Ele era o mercador; ele seria o único a decidir.

Holo riu. “Sou uma loba sábia, não uma deusa. Se você começar a achar que sou um oráculo, vou desaparecer.”

“Antes de um grande negócio, sempre tenho vontade de pedir a opinião de alguém.”

“Hah,  mesmo  que  você  já  tenha   tomado   uma   decisão? Você mudaria de ideia se eu te implorasse em lágrimas?” Holo sorriu.

Lawrence sabia como precisava responder. “Mesmo que eu tivesse ignorado, você ainda estaria na estalagem. Vou concluir o negócio e depois retornar. Isso é tudo que precisa ser feito.”

Holo riu rouca, coçando o pescoço como se as palavras de Lawrence fossem difíceis de ouvir. “Sim, e quando você puder dizer essas palavras sem corar, será um homem adequado.”

Lawrence havia se acostumado às piadas de Holo.

Ele encolheu os ombros.
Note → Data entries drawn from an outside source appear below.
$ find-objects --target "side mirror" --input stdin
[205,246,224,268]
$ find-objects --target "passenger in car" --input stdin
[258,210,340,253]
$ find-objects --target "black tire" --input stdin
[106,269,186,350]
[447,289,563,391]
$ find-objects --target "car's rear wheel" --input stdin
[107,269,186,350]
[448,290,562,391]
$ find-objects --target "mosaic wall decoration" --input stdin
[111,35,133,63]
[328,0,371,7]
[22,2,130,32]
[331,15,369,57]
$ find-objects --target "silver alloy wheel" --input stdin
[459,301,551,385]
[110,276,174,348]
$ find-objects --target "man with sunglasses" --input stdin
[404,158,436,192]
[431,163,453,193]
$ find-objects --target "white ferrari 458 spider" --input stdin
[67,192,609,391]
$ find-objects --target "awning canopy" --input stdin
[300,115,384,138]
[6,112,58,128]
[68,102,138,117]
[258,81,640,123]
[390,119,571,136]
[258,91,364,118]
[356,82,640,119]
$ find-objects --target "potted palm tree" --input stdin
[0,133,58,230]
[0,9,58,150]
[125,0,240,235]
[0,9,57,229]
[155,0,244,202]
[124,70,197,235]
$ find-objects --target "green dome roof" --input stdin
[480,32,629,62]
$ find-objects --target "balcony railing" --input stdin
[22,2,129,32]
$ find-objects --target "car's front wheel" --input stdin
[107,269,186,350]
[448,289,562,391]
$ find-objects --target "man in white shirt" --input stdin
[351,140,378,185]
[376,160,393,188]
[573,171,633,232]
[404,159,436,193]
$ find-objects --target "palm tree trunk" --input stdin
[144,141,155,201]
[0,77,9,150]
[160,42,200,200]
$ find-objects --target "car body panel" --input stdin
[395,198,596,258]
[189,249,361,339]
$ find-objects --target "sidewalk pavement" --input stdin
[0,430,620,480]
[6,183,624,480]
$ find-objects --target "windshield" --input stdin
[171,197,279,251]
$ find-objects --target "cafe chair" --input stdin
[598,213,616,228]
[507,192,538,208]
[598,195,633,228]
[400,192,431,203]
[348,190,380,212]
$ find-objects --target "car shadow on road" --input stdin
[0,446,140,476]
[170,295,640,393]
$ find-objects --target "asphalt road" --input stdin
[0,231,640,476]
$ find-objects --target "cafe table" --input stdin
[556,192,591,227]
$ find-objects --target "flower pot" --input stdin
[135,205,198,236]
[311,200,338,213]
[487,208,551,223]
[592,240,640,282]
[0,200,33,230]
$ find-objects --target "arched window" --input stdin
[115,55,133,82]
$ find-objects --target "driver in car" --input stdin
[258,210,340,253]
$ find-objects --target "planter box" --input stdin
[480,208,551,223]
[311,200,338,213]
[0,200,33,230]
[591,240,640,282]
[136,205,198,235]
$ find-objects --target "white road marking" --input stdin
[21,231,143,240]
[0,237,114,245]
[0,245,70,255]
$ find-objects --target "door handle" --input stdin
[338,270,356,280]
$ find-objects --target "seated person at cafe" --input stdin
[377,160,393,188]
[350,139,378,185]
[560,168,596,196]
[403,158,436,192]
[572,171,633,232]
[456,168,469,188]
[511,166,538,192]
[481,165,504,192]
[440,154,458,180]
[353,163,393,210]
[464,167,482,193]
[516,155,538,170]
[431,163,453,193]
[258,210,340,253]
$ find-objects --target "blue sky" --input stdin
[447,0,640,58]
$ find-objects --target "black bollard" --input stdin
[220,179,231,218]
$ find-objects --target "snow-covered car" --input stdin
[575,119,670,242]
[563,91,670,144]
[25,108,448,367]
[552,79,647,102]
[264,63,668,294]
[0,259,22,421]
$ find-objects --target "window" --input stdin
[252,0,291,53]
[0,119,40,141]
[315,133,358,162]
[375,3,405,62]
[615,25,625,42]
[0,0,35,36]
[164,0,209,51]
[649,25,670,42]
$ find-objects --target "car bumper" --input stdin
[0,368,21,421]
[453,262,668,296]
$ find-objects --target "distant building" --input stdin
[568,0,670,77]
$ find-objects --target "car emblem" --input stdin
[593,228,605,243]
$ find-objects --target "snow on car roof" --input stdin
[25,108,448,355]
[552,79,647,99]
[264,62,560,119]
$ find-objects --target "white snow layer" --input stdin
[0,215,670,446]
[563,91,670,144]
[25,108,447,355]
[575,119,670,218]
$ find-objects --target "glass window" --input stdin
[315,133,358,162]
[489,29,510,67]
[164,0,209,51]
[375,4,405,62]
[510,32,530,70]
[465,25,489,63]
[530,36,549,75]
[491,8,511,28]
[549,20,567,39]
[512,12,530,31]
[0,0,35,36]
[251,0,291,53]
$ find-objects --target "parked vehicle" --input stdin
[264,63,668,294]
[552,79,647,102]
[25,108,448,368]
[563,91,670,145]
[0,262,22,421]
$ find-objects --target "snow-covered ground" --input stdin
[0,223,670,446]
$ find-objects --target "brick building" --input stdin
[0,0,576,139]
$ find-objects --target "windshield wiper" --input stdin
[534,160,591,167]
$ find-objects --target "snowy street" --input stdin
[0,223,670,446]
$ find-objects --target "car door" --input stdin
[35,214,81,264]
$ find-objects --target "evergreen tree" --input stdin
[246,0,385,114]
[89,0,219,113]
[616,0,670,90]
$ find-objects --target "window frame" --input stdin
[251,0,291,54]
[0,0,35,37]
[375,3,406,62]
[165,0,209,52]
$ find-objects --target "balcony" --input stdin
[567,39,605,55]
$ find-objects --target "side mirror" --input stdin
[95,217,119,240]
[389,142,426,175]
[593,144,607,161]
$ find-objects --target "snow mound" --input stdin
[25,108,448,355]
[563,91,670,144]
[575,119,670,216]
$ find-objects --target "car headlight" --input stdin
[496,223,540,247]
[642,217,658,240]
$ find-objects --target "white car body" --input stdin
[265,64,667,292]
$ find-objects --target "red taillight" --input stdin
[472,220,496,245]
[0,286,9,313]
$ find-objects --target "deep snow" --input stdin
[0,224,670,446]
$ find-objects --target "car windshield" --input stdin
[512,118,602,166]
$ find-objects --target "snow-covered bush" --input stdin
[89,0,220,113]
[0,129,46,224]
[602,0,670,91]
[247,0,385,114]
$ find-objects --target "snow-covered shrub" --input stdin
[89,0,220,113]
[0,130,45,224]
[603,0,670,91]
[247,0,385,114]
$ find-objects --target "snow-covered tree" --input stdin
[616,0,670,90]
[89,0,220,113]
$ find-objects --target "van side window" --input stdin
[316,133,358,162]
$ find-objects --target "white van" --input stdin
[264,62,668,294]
Isso não eram mais do que uma saudação nesse ponto.

“Porém, devo dizer que você estava muito animado durante sua explicação. Claro—” continuou Holo, cortando Lawrence “— não estou dizendo que isso é uma coisa ruim. Os machos dão o seu melhor quando perseguem suas presas.”

Agora era a vez de Lawrence coçar o nariz envergonhado, mas se não encontrasse alguma resposta para Holo, ela certamente ficaria brava.

 

 

Ele deu um suspiro deliberado, depois lembrou a si mesmo que estava apenas acompanhando a piada. “Mas você só quer que eu preste atenção em você de vez em quando, não é?”

“Basicamente sim,” disse Holo, sorrindo alegremente. “No entanto, o que será de mim se o acordo fracassar?”

“Bem, você é uma garantia. Então, se não pudermos devolver o dinheiro, você será vendida em algum lugar.”

“Oh, ho.” Holo estava deitada de bruços na cama, a cabeça apoiada nos braços cruzados, a cauda e as pernas apontadas para cima e acenando preguiçosamente no ar. “Então foi isso que te deu esses pesadelos?”

“…Também.”

Se o acordo fracassasse e eles não pudessem pagar o que deviam, Holo se tornaria propriedade da firma comercial.

No entanto, ela dificilmente ficaria sentada humildemente e se deixaria vender.

Isso deu a Lawrence um pouco de alívio, mas ele não estava tão otimista a ponto de pensar que, uma vez que ela mordesse as cordas que a prendiam e escapassem, ela voltaria correndo para ele.

“Caso isso aconteça, terei que escolher alguém um pouco mais inteligente como meu próximo parceiro,” disse Holo, seus olhos vermelho âmbar se estreitando maliciosamente.

“De fato. Seria melhor deixar este idiota comendo poeira quando você partisse,” Lawrence respondeu rapidamente às provocações de Holo.

A sábia loba não parecia satisfeita. “Grandes palavras para o pirralho que praticamente chorou quando eu quase fui embora.”

Lawrence fez uma careta como se tivesse engolido uma noz, com casca e tudo.

Holo sorriu, satisfeita, o balançar de sua cauda era audível.

Foi depois que ela parou de se balançar e sua expressão mudar que ela falou novamente. “Mas eu devo cooperar porque confio em você.”

O sorriso dela era genuíno.

Lawrence     coçou     o     queixo     e     depois    acariciou     a barba. “Naturalmente.”